Here’s an excerpt from a Morning Edition story:
McCain shares his recollection of the exchanges the four African-American men had with the lunch-counter staff, the store manager and a policeman who arrived on the scene — and also a lesson he learned that day.
An older white woman sat at the lunch counter a few stools down from McCain and his friends.
“And if you think Greensboro, N.C., 1960, a little old white lady who eyes you with that suspicious look … she’s not having very good thoughts about you nor what you’re doing,” McCain says.
Eventually, she finished her doughnut and coffee.
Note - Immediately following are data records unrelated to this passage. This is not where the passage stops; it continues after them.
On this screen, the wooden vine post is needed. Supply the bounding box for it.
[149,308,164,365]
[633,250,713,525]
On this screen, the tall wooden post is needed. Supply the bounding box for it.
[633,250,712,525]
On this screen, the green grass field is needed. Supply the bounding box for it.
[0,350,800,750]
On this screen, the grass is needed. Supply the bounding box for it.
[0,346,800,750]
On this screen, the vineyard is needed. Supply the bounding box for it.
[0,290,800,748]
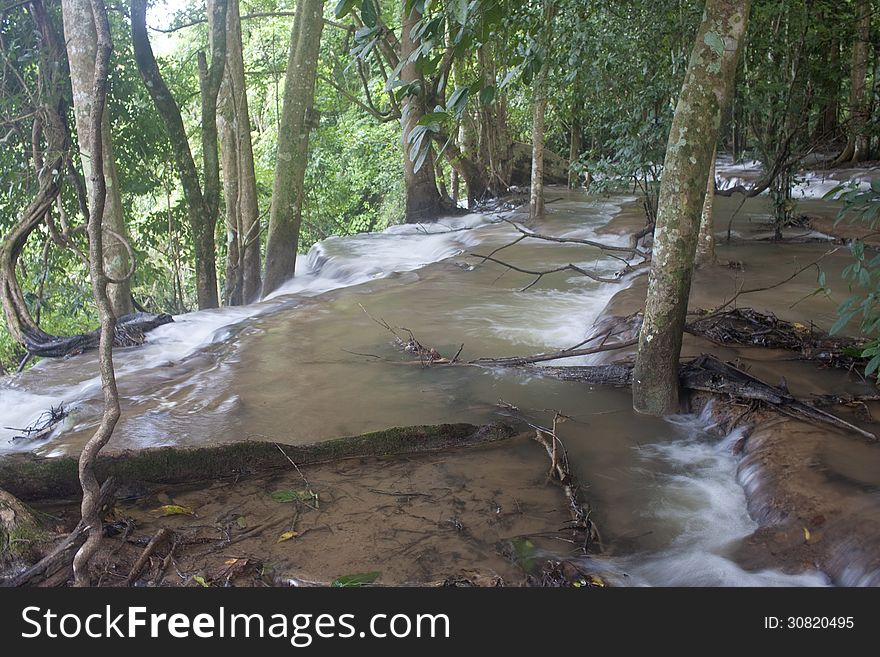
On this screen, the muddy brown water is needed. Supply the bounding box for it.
[0,182,876,585]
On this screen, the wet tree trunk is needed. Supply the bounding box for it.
[529,0,554,220]
[813,36,840,141]
[694,151,717,267]
[400,0,446,224]
[217,0,262,306]
[196,0,227,304]
[633,0,751,415]
[73,0,119,586]
[834,0,871,165]
[131,0,225,308]
[61,0,133,317]
[263,0,324,296]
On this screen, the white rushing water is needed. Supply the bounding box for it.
[0,214,499,453]
[580,404,829,586]
[0,192,825,586]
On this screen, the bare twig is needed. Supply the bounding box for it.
[123,527,171,586]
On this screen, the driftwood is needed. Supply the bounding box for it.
[0,477,116,587]
[528,355,877,440]
[22,313,174,358]
[0,424,516,500]
[686,308,864,368]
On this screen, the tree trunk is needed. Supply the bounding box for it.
[131,0,224,308]
[61,0,133,317]
[568,117,583,189]
[834,0,871,165]
[529,90,547,219]
[263,0,324,296]
[217,0,262,306]
[694,145,717,267]
[633,0,751,415]
[400,0,446,224]
[529,0,554,220]
[73,0,120,586]
[813,36,840,141]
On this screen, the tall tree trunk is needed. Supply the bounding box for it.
[813,36,840,141]
[217,0,262,306]
[61,0,133,317]
[400,0,446,224]
[73,0,120,586]
[263,0,324,296]
[694,145,717,267]
[529,0,554,219]
[568,116,583,189]
[834,0,871,165]
[633,0,751,415]
[131,0,226,308]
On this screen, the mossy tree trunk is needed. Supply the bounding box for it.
[694,145,717,267]
[633,0,751,415]
[529,0,555,219]
[61,0,133,317]
[217,0,262,306]
[131,0,226,309]
[263,0,324,296]
[834,0,872,165]
[400,0,446,223]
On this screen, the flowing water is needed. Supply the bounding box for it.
[0,191,825,585]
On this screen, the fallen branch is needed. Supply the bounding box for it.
[122,527,171,586]
[710,247,840,315]
[471,254,627,292]
[468,339,639,367]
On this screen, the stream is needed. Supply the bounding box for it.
[0,189,827,586]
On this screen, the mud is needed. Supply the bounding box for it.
[29,436,576,586]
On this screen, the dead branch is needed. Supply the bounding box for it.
[471,253,625,292]
[710,247,840,315]
[0,476,116,587]
[122,527,171,586]
[468,340,639,367]
[501,218,645,257]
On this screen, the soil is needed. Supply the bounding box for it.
[595,182,880,586]
[20,436,576,586]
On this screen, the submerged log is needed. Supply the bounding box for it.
[0,424,516,500]
[528,355,877,440]
[22,313,174,358]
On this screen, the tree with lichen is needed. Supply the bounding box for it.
[632,0,751,415]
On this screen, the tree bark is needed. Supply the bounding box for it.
[529,0,554,220]
[400,0,446,224]
[61,0,133,317]
[834,0,871,165]
[694,145,717,267]
[568,117,583,189]
[131,0,219,308]
[263,0,324,297]
[633,0,751,415]
[73,0,119,586]
[197,0,228,305]
[217,0,262,305]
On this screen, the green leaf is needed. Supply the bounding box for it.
[455,0,470,26]
[336,0,355,18]
[361,0,379,27]
[330,571,380,588]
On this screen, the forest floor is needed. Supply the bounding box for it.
[10,170,880,586]
[25,436,571,586]
[599,184,880,586]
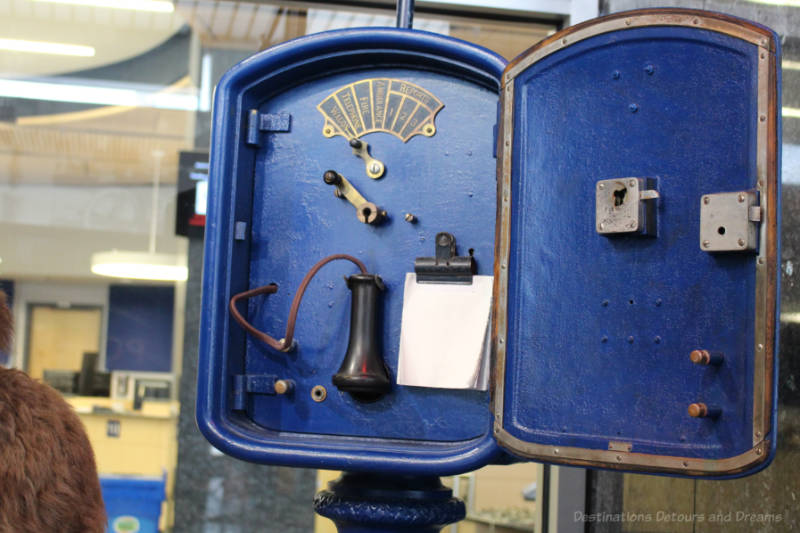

And she walked behind McNeil and McCain — and put her hands on their shoulders.
“She said in a very calm voice, ‘Boys, I am so proud of you. I only regret that you didn’t do this 10 years ago.'” McCain recalls.
“What I learned from that little incident was … don’t you ever, ever stereotype anybody in this life until you at least experience them and have the opportunity to talk to them. I’m even more cognizant of that toda—– situations like tha—– and I’m always open to people who speak differently, who look differently, and who come from different places,” he says.